Comment est venue l’idée de filmer la vie (ou la survie) de cette entreprise au Togo ?

Tony est un ami d’enfance et comme moi, il est togolais, ayant vécu en France. Lorsqu’il a repris la société avec sa compagne française, nous avons vu là un film à faire rapidement, sans attendre de financement. On s’était rencontrés à l’école de cinéma de Cuba et on voulait faire un film ensemble. Ce couple franco-africain ressemblait un peu au nôtre. C’était l’occasion. Il fallait montrer la trajectoire. Six mois plus tard, il se pouvait que le sujet ait disparu. On a tourné quatre mois.

Quelles ont été les conditions de tournage ?

On a d’abord essayé de travailler avec un producteur togolais, mais on ne s’est pas entendu à propos du film qu’on voulait faire. Alors, on a acheté une caméra, un micro et une perche. Et on est partis tous les deux (Jean-Gabriel a fait l’image, Penda a fait le son et plus tard le montage). On a tourné quatre mois. Sans aucun soutien sur toute la période du tournage. Et sans autre aide technique, puisqu’on n’avait pas les moyens de payer un technicien. Mais on ne regrette pas d’avoir tourné à deux. Pour faire du cinéma direct, c’est bien. On n’occupe pas trop d’espace. Tout le monde est occupé. L’outil protège. On n’est pas là, à observer ou discuter, on s’occupe de sa machine. On était d’ailleurs calé sur la vie de l’entreprise, on faisait les mêmes horaires. On a vite fini par faire partie du décor !

Le fait d’être plutôt du côté du patron n’a-t-il pas amené un conflit, lorsque vous avez filmé le conflit social ?

Non, les personnels de l’entreprise étaient cool. Ils n’ont jamais cherché à nous instrumentaliser. Ils voyaient qu’on observait, que l’on était ni d’un côté, ni de l’autre. La caméra était secondaire, pour eux.

Quelle est votre motivation intime pour faire ce film ?

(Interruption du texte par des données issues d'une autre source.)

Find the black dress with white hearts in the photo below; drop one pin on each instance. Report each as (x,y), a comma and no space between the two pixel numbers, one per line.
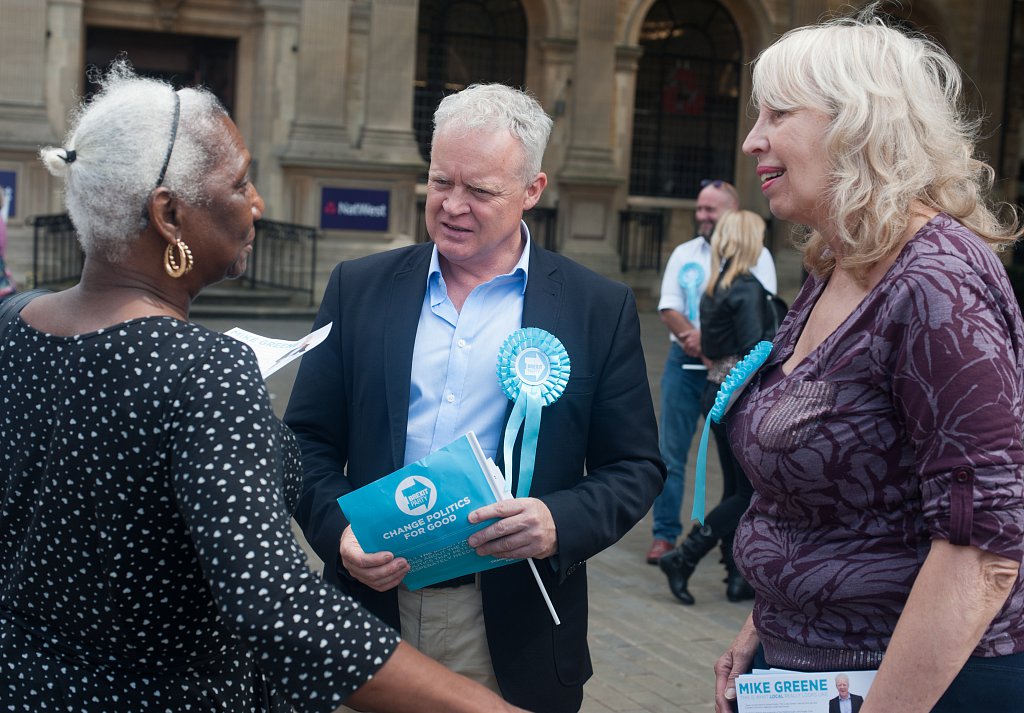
(146,561)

Pour nous, il y a un jeu de miroir vis à vis de Tony et sa femme, qui entreprennent au Togo. Un couple mixte d’entrepreneurs en Afrique. Nous sommes aussi un couple mixte et si nous entreprenions en Afrique, nous serions sans doute confrontés au même genre de situation. Il y a donc une solidarité. Nous ferions partie de la même classe sociale qu’eux. Une classe sociale ayant un rapport fort avec le Nord, avec la France. C’est un milieu qui concerne 2 à 5% de la population. Avec des privilèges, comme le fait de pouvoir voyager sans visa, d’avoir des copinages, avoir fait ses études en Europe... Quelles que soient nos intentions, on fait partie de cette classe sociale. Des gens qui sont à un point de jonction, à l’interface nord/sud.

Alors, peut-on être un « bon » patron au Sud ?

On pense que non ! Il y a quelque chose dans la structure qui ne marche pas, on n’y échappe pas. Cette position-là, c’est la nôtre. Qu’on monte une ONG, une entreprise « sociale » ou autre, on est gentil, on est un patron « social » mais on n’échappe pas à ce rapport social.

La question de la relation nord-sud est donc très présente, préoccupante.

On s’est rencontrés à l’école de cinéma de Cuba, en 2004. Cette école avait une démarche tiers-mondiste. Il fallait faire des images du sud pour le sud. Mais il ne faut pas oublier que les élèves qui fréquentent cette école sont souvent des gens qui viennent d’une élite latino-américaine. Il y a déjà un biais. Les valeurs d’origine de l’école sont fortes. A l’origine, les Européens n’y étaient même pas admis. Il y avait des Africains, des Vietnamiens. Mais aujourd’hui, l’école appartient à une fondation. Et même avec toutes ces belles intentions, cela reste difficile de parvenir à le faire vraiment.